Besides the loss in the authenticity of the surroundings, the delay in the filming also hurt the film with the loss of Shabana Azmi and Nandita Das, who were to have played the roles of Shakuntala and Kalyani respectively had the film been shot in 1999 as planned. Azmi could not be cast because her high profile as Member of Parliament would have jeopardized the film, and it might not have been possible to keep the film a secret. Mehta's explanation for dropping Das was that it was four years since Varanasi and she no longer possessed the "deep innocence" needed for the character of Kalyani. Not true, in my opinion; I saw Das in Delhi in late 2005 and she looked beautiful and young and could have played Kalyani as well as, if not better, than Lisa Ray. Saltzman reveals that not casting Das (who played important roles in Mehta's earlier films Fire and Earth) cost Mehta her friendship with Das. I hope for the sake of Mehta they make up soon.

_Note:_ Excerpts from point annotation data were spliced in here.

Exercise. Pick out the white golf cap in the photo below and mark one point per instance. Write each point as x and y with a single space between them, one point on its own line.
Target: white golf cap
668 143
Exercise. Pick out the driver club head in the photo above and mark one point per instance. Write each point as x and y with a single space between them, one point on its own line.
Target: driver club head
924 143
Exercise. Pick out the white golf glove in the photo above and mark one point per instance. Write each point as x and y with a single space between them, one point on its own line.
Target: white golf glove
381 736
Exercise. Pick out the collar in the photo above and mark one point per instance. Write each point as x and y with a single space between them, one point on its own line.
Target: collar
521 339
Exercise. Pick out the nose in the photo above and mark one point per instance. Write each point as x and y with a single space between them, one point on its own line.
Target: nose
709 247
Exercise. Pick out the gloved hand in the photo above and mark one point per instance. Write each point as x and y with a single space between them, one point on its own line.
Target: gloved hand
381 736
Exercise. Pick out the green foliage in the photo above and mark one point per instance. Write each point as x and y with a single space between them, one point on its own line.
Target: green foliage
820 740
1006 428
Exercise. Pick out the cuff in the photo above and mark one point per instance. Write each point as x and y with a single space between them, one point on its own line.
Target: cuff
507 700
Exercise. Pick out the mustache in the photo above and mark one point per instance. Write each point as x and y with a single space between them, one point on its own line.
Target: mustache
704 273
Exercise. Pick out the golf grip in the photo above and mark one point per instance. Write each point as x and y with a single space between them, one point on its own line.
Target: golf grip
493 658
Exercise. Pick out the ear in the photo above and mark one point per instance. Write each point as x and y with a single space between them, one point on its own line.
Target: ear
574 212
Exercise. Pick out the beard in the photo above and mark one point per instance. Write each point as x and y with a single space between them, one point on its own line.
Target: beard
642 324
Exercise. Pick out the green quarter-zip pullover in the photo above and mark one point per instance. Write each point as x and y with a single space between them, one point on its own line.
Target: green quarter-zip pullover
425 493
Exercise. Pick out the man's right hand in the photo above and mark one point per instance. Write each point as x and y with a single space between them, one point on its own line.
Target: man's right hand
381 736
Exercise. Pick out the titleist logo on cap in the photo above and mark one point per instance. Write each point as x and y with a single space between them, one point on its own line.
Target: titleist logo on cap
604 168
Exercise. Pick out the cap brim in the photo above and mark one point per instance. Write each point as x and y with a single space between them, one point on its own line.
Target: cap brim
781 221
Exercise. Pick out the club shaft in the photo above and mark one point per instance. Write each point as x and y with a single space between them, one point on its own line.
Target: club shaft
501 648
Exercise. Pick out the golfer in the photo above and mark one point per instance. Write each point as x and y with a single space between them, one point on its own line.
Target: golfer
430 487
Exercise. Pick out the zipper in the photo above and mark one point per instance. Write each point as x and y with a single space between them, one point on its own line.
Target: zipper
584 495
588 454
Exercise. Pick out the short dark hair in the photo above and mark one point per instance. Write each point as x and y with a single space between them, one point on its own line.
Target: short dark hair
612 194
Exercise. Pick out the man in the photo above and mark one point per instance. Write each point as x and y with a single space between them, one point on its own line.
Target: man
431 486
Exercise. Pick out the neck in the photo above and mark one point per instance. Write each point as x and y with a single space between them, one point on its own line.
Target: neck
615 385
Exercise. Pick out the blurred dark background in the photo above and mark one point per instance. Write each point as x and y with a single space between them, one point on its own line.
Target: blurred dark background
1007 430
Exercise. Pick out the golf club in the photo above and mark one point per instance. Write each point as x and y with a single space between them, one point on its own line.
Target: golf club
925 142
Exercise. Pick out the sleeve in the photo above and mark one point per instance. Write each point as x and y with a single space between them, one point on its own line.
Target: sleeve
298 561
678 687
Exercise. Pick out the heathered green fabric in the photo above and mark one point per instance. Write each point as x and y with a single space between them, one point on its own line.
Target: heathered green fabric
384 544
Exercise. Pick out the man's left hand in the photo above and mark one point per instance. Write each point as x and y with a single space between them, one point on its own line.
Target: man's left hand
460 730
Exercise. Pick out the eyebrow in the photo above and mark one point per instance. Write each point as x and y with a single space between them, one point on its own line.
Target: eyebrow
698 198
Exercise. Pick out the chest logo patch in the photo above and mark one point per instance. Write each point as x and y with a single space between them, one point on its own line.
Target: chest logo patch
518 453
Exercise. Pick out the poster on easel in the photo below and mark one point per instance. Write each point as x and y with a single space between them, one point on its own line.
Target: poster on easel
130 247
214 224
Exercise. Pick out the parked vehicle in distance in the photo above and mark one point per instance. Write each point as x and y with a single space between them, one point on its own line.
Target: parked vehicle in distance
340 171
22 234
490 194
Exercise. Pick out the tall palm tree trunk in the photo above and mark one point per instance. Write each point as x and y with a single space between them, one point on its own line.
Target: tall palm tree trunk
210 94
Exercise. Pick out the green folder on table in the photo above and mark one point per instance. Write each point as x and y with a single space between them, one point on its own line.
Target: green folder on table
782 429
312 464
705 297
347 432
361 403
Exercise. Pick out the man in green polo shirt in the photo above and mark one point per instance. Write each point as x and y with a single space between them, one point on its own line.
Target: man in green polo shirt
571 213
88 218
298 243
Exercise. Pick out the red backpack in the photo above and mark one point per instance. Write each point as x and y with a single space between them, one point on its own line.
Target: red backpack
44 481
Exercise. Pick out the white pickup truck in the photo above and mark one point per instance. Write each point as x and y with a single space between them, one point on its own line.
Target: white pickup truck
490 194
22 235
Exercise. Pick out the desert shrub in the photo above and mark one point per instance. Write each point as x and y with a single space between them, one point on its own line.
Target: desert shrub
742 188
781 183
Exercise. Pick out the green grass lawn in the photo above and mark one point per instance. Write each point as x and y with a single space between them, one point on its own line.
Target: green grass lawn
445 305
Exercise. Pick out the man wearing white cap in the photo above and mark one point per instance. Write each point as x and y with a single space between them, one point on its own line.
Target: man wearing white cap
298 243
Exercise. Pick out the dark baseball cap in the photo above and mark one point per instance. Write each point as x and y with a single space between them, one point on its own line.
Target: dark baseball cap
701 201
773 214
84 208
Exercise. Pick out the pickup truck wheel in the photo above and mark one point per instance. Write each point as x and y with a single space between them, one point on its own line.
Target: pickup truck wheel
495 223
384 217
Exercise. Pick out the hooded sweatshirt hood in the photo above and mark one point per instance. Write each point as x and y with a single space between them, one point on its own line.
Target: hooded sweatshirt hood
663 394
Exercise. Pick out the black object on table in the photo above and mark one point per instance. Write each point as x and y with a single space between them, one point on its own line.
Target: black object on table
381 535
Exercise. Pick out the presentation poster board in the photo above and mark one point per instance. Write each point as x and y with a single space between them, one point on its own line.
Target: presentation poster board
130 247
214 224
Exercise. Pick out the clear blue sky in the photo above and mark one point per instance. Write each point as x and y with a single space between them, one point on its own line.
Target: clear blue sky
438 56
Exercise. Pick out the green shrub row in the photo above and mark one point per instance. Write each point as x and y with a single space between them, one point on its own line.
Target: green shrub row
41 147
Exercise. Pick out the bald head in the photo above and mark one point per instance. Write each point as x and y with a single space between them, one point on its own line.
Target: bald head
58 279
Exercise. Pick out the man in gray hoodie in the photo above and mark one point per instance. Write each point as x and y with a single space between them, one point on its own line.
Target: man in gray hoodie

Book Description: Recounts Devyani Saltzman's remarkable story of reconnecting with her mother, international award-winning filmmaker Deepa Mehta. When Devyani was eleven, her parents divorced, and the courts required her to choose which parent to live with. She chose to live with her father in Toronto and then spent the next eight years navigating between two religions (Hinduism and Judaism), two cultures (Indian and Canadian), two traditions, and two people -- belonging to both and to neither at once. In late 1999, at the age of nineteen, Devyani was invited by her mother to join her in the holy city of Benares, India, to work on Water, the final installment in Mehta's acclaimed Elements trilogy (which started with Fire and Earth). After only a week of shooting, Water became the target of a series of politically motivated attacks. The movie was shut down. Devyani went off to Oxford and, three years later, rejoined her mother when production resumed in Sri Lanka. What began as a journey to heal deep wounds from the past turned into a five-year odyssey to complete the film. Transformative and inspiring, Shooting Water chronicles Saltzman's life-changing experience in India, the struggle to produce a film, and, through that struggle, the emergence of a deeper love between mother and daughter.